Activation of Thoeris antiviral system via SIR2 effector filament assembly

To survive bacteriophage (phage) infections, bacteria developed numerous anti-phage defence systems^1–7. Some of them (for example, type III CRISPR–Cas, CBASS, Pycsar and Thoeris) consist of two modules: a sensor responsible for infection recognition and an effector that stops viral replication by destroying key cellular components^8–12. In the Thoeris system, a Toll/interleukin-1 receptor (TIR)-domain protein, ThsB, acts as a sensor that synthesizes an isomer of cyclic ADP ribose, 1′′−3′ glycocyclic ADP ribose (gcADPR), which is bound in the Smf/DprA-LOG (SLOG) domain of the ThsA effector and activates the silent information regulator 2 (SIR2)-domain-mediated hydrolysis of a key cell metabolite, NAD⁺ (refs. ^12–14).

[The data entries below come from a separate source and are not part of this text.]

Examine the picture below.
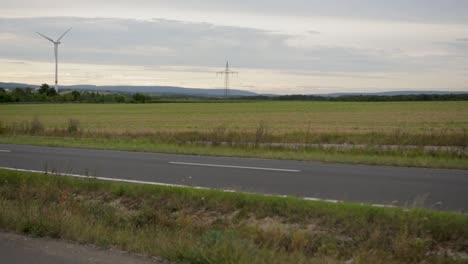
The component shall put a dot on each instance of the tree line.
(48, 94)
(367, 98)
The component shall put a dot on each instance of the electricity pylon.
(226, 74)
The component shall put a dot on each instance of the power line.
(226, 74)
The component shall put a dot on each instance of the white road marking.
(182, 186)
(231, 166)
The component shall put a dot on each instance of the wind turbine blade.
(63, 35)
(49, 39)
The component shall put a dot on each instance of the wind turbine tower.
(226, 74)
(56, 43)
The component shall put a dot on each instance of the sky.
(278, 47)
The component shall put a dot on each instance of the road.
(431, 188)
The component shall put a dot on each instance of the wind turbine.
(56, 43)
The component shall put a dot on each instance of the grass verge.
(371, 156)
(209, 226)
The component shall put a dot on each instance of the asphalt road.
(431, 188)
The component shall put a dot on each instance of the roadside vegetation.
(209, 226)
(421, 134)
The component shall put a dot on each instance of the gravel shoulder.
(23, 249)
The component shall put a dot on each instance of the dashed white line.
(182, 186)
(231, 166)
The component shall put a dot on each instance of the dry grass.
(406, 123)
(200, 226)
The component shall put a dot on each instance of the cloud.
(452, 11)
(167, 42)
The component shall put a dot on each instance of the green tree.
(76, 95)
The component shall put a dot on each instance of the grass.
(243, 128)
(208, 226)
(280, 118)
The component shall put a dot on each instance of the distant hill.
(392, 93)
(173, 90)
(162, 90)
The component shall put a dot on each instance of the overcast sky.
(295, 46)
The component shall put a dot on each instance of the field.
(278, 117)
(391, 133)
(206, 226)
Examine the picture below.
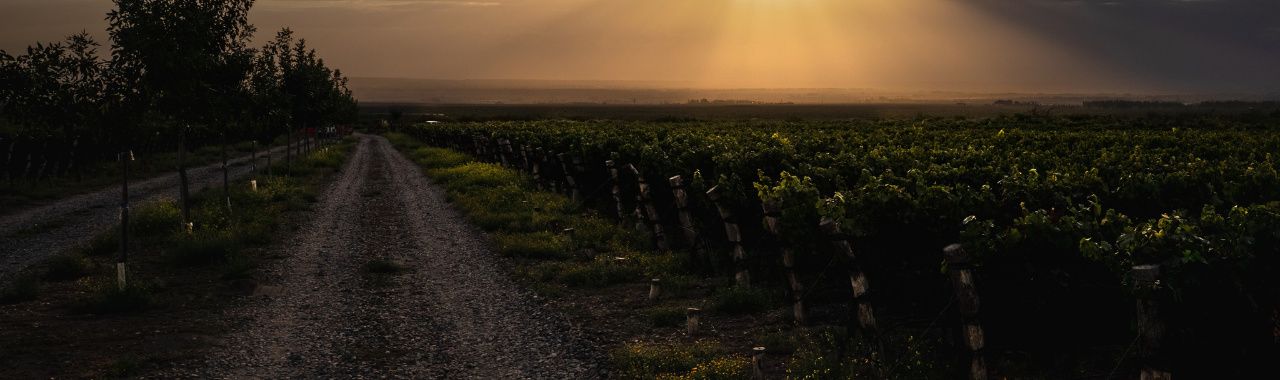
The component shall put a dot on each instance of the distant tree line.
(178, 74)
(1133, 104)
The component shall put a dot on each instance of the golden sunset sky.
(960, 45)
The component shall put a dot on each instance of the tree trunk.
(227, 192)
(288, 152)
(124, 221)
(183, 190)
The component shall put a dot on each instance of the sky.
(1138, 46)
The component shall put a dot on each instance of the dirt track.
(451, 314)
(33, 234)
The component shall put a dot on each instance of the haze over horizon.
(1141, 46)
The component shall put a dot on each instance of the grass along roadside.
(21, 193)
(599, 273)
(178, 282)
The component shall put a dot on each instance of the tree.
(190, 59)
(55, 91)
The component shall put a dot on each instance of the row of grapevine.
(1055, 211)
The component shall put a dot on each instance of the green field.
(1056, 210)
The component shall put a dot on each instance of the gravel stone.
(452, 314)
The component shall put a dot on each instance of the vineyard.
(1055, 227)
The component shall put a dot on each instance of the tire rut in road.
(451, 314)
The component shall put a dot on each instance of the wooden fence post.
(772, 215)
(616, 190)
(960, 266)
(1151, 329)
(649, 211)
(862, 307)
(734, 234)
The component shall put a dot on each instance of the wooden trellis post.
(772, 218)
(524, 156)
(1151, 329)
(538, 168)
(862, 308)
(504, 149)
(616, 190)
(960, 266)
(549, 164)
(570, 182)
(122, 261)
(649, 211)
(496, 151)
(8, 163)
(734, 234)
(686, 220)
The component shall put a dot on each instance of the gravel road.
(452, 314)
(30, 236)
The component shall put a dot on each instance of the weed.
(65, 268)
(383, 266)
(726, 367)
(105, 297)
(743, 301)
(598, 273)
(104, 245)
(666, 316)
(22, 289)
(240, 266)
(123, 367)
(155, 219)
(201, 248)
(432, 158)
(542, 245)
(652, 360)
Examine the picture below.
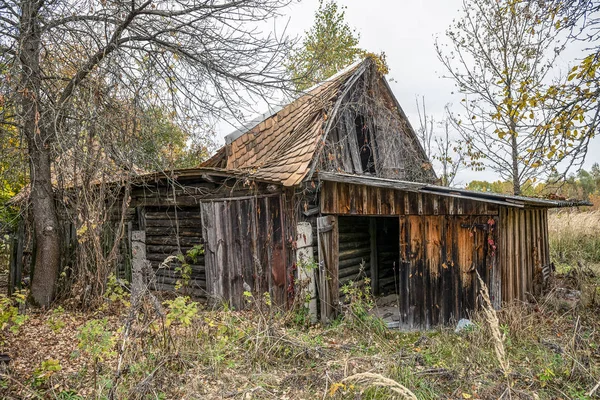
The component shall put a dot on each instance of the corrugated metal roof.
(497, 198)
(281, 147)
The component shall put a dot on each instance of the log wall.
(442, 242)
(524, 251)
(352, 199)
(169, 232)
(354, 249)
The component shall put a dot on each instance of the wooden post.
(374, 263)
(138, 262)
(305, 263)
(327, 232)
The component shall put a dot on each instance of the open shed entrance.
(370, 247)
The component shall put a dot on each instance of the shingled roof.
(281, 147)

Although the structure of ThsA has been solved¹⁵, the ThsA activation mechanism remained incompletely understood. Here we show that 1′′−3′ gcADPR, synthesized in vitro by the dimeric ThsB′ protein, binds to the ThsA SLOG domain, thereby activating ThsA by triggering helical filament assembly of ThsA tetramers. The cryogenic electron microscopy (cryo-EM) structure of activated ThsA revealed that filament assembly stabilizes the active conformation of the ThsA SIR2 domain, enabling rapid NAD⁺ depletion. Furthermore, we demonstrate that filament formation enables a switch-like response of ThsA to the 1′′−3′ gcADPR signal.